Numerous modifications strategies are applied to spinel ZnFe₂O₄ nanorods with a band gap energy of ∼2.0 eV to enhance their activity as a photoanode for photoelectrochemical (PEC) water splitting. First, hybrid microwave annealing (HMA) imparts high crystallinity to ZnFe₂O₄ nanorods, while preserving the formed nanostructure and maintaining high electric conductivity of F:SnO₂ (FTO) substrate. This is in contrast to conventional thermal annealing (CTA) at 800 °C that causes aggregation of ZnFe₂O₄ and degradation of FTO. Second, insertion of a TiO₂ underlayer blocks charge recombination at the FTO/electrolyte interface and serves as a source of Ti doping.
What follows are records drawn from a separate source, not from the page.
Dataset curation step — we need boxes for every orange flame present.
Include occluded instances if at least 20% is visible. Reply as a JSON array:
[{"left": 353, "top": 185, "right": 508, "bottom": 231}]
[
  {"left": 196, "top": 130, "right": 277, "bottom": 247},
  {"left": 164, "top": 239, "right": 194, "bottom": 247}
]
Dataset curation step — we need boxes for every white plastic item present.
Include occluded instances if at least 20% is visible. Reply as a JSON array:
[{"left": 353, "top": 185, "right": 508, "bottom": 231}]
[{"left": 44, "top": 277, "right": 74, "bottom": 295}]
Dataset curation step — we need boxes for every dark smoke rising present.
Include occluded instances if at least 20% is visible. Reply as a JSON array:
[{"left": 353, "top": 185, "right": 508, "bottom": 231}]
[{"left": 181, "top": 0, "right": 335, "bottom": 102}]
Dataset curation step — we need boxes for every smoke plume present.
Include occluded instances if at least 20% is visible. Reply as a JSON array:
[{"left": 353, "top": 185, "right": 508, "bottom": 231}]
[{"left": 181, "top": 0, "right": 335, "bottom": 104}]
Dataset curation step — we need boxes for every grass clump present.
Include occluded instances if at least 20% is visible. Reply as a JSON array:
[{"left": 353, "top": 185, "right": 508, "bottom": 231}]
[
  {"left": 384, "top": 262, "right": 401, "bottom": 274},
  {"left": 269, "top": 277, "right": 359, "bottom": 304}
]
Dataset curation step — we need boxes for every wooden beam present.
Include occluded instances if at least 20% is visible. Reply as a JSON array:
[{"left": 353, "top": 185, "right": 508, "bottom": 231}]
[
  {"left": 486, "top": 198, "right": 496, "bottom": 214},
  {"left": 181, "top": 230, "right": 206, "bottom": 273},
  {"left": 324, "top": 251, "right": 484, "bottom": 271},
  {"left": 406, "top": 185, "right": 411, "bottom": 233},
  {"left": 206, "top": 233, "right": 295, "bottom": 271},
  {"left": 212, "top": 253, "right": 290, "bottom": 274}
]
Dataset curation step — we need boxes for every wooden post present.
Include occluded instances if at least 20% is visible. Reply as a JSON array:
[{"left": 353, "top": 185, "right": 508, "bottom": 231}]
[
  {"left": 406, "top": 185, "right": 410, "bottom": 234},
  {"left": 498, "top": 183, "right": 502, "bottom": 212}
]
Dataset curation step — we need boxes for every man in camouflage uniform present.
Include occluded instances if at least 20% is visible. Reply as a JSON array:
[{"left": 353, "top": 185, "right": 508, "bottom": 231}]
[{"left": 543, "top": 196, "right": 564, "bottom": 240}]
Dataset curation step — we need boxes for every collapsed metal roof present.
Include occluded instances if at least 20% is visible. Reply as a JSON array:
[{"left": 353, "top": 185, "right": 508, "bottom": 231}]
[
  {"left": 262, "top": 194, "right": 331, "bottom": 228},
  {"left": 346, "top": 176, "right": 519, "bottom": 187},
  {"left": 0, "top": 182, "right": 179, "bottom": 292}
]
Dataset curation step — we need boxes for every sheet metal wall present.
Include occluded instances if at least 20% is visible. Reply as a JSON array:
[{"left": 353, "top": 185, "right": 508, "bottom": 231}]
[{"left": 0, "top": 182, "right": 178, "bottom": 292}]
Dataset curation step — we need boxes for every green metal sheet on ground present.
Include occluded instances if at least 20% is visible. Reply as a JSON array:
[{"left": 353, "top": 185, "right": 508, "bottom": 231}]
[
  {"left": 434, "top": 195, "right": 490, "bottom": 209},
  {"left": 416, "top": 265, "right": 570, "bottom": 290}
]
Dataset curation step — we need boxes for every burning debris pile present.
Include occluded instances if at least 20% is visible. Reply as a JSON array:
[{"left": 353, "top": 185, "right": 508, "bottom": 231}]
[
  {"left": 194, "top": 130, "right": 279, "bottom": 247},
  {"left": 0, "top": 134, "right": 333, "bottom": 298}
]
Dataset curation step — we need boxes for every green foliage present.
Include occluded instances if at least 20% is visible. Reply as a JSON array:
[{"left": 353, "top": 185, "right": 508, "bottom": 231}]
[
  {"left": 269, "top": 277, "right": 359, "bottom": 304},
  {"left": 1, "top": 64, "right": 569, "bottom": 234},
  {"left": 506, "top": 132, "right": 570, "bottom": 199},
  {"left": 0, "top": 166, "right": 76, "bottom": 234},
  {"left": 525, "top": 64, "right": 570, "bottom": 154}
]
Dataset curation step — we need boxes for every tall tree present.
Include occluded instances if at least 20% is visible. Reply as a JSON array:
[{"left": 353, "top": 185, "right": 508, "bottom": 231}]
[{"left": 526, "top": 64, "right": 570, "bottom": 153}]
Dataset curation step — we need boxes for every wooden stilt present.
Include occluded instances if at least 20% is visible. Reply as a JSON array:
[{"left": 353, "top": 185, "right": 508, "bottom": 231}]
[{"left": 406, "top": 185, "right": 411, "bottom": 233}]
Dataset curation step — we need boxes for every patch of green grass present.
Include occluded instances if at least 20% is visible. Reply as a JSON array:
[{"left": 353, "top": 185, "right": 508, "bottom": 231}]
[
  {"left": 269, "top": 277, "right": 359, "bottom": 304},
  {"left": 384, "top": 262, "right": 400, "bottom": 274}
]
Third, hydrogen treatment yields oxygen vacancies that increase charge carrier density and cause surface passivation. Last, a NiFeO_x co-catalyst promotes hole injection into the electrolyte to improve catalytic water oxidation activity. These synergistic modifications lead to enhanced photocurrent density from 0.025 mA cm⁻² at 1.23 V_RHE for pristine ZnFe₂O₄ nanorods prepared by CTA to 0.92 mA cm⁻² for a fully modified HMA photoanode: a 37-fold increase in photocurrent density. There is also a cathodic shift of the onset potential down to 0.62 V_RHE. The multiple modifications enhance bulk charge separation efficiencies from mere 2% to 30% and surface charge separation efficiency from 40% to 80%.